Miles biedt daarentegen wel reconstructies van de manier waarop Rome zichzelf ooit via de cultus van Hercules als heerser van Italië had gelegitimeerd, van de middelen waarmee Hannibal zich presenteerde als nieuwe Hercules, en van de propaganda waarmee hij het conflict een ideologisch-religieuze dimensie gaf die de Romeinen diep verontrustte. Dat leest lekker weg maar het is in feite een modern construct. Elegant en sierlijk, zeker, maar de vraag komt op of de bevolking van het Apennijnse Schiereiland bij het zien van Hannibals olifanten werkelijk heeft gedacht aan de mythe waarin Hercules een kudde runderen door Italië loodste.
De feiten
Zoals hierboven aangegeven, wordt in het narrativisme het zoeken naar de waarheid gerelativeerd, maar dat wil niet zeggen dat die geen enkele rol speelt. Weliswaar berust de narrativist erin dat de verbanden die ooit tussen de historische feiten hebben bestaan, onmogelijk nog kunnen worden gereconstrueerd, maar dat laat onverlet dat het lonend blijft te jagen op de feiten zélf.
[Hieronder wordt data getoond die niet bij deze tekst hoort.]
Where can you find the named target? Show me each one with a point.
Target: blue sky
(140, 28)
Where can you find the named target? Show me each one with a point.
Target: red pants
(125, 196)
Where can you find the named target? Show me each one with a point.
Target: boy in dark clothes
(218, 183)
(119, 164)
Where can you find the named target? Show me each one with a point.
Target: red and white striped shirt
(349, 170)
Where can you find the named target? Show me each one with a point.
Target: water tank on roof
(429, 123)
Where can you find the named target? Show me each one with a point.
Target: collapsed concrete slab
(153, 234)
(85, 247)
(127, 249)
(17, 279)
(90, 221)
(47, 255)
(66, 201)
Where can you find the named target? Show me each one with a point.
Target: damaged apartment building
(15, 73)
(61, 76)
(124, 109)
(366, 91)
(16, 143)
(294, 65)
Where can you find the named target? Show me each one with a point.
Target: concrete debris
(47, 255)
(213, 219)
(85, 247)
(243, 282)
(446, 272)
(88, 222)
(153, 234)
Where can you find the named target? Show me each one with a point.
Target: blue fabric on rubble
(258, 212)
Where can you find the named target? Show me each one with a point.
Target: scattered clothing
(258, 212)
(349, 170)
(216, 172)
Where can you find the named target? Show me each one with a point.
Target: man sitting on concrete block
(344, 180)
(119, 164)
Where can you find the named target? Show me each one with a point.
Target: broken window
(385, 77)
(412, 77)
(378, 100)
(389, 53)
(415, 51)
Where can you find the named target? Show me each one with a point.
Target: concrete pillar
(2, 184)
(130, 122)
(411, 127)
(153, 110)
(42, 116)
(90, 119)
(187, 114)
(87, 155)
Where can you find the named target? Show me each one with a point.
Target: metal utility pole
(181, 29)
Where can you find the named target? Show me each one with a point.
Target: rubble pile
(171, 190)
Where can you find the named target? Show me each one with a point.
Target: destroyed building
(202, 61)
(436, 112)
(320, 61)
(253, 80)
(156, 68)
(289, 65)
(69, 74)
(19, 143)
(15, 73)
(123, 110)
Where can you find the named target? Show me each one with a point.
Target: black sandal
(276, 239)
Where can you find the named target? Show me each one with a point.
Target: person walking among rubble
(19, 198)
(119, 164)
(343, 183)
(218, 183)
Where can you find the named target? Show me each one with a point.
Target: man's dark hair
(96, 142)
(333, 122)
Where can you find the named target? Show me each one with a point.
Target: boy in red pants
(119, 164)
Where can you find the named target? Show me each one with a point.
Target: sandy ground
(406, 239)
Dit verdient enige nadruk, want er zijn auteurs die de vrijheid die het narrativisme biedt, uitbreiden tot het verzinnen van feiten. Een voorbeeld is de al vaker genoemde Tom Holland, die de verhalende geschiedschrijving bij verschillende gelegenheden heeft geprezen en in zijn boek Persian Fire een Babylonische opstand verzint om te verklaren waarom de Perzen terugkeerden.
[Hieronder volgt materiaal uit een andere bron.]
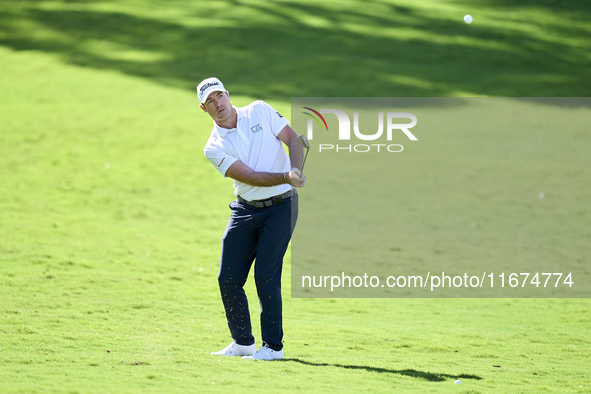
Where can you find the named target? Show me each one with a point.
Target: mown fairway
(111, 217)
Dit is evident onwetenschappelijk. Maar het probleem zit tevens bij het verhalende. Holland heeft enerzijds een panorama willen bieden van de volken van de oude wereld en anderzijds het verhaal willen vertellen van de Perzische Oorlog. Om eenheid te geven aan deze gevarieerde materie – om verbanden te leggen, met andere woorden – kiest hij voor het thema van hybris en nemesis: de hoogmoed die voor de val komt. Dit is dus geen wetenschap maar een literair motief. Tegelijk kiest hij voor het sjabloon van het despotische, obscurantistische Azië dat tegenover het vrije, rationele Europa zou staan. En dat is, zoals ik al vaker heb beschreven, niet alleen ideologisch gedram maar ook gemakzuchtig.
Ik voor mij moet weinig hebben van deze vorm van verklaren. Fictie is een mooie zaak, en dat schrijf ik zonder ironie, maar je moet het geen wetenschap noemen.